As he came into the drawing-room Alice sprang up to meet him.

"I began to be afraid you would n't come," she said. "I've been queer to-day, I know; and there's a dressmaker's box in my room I never saw, and it's marked not to be opened till to-morrow. Oh, George, I am so frightened and miserable! I know I ought to send you away, and not let you marry me."

"Send me away, by all means, if it will make you feel any better. I shan't go. Sit down in this chair; I want to show you something."

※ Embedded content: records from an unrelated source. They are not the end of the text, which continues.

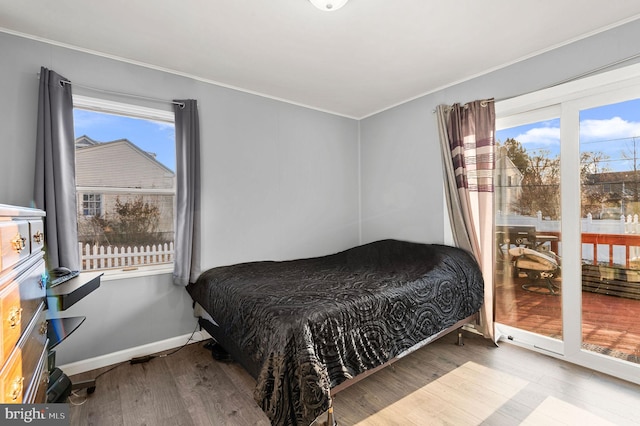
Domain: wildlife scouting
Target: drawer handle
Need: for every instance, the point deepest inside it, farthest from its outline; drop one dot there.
(38, 237)
(15, 389)
(18, 242)
(15, 316)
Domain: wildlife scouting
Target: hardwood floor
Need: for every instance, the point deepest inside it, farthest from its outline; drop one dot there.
(610, 323)
(439, 384)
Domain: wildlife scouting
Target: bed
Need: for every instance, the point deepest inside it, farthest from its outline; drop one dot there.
(304, 327)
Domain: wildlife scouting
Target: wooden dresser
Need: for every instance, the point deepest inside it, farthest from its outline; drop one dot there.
(23, 343)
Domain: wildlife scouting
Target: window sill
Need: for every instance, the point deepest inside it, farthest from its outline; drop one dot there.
(142, 271)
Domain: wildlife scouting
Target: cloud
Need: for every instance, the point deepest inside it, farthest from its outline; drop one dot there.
(608, 129)
(540, 136)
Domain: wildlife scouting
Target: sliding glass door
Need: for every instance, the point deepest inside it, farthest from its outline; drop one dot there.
(528, 278)
(610, 204)
(567, 227)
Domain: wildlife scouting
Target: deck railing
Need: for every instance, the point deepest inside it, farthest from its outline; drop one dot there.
(111, 257)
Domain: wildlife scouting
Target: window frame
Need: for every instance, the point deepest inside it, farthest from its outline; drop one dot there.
(95, 201)
(135, 111)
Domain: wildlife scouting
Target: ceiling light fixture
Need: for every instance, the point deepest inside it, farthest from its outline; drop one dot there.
(329, 5)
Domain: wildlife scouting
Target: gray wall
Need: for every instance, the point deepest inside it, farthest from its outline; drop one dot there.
(401, 189)
(279, 181)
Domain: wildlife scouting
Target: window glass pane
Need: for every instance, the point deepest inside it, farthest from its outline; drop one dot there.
(527, 205)
(610, 195)
(125, 178)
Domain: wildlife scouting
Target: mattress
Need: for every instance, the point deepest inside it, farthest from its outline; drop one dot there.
(301, 327)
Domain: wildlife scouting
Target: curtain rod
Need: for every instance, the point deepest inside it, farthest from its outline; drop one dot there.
(111, 92)
(576, 77)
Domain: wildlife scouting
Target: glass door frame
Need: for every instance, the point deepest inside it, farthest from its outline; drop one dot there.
(565, 101)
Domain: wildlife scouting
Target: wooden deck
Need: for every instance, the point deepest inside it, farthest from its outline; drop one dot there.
(610, 323)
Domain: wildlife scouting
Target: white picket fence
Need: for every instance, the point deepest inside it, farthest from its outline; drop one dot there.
(110, 257)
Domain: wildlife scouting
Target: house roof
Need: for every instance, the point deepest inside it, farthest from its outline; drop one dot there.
(119, 164)
(361, 59)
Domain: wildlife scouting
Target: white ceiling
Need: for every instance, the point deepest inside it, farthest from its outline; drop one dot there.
(364, 58)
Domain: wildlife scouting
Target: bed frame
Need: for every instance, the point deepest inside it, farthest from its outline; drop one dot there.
(229, 347)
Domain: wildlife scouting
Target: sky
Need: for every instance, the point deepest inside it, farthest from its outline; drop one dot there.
(151, 136)
(613, 130)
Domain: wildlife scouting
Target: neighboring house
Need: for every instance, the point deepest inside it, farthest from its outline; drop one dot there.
(619, 192)
(508, 182)
(106, 171)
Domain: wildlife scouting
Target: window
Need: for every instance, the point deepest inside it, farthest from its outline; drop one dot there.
(125, 185)
(91, 204)
(580, 196)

She took the seat he indicated. He trimmed the fire and left the poker in the coals. Then from his pocket he took a ball of silvered glass as large as an orange, and began to toss it in his hands. She stared at it in silence for half a minute. Then the unmistakable laugh of Jenny rang out.

"So you really wanted to see me, did you?" she cried. "I knew you would some time."

"Yes," was his reply. "You may be sure I wanted to see you pretty badly before I'd take the risk of doing something that may be bad for Alice."

"Oh, it's still Alice, is it?" Jenny responded, pouting. "I hoped you'd got more sense by this time. Honest, now," she continued, leaning forward persuasively, "don't you think you'd like me best? The trouble is, you think you're tied to her, and you don't dare do what you want to. I'd hate to be such a coward!"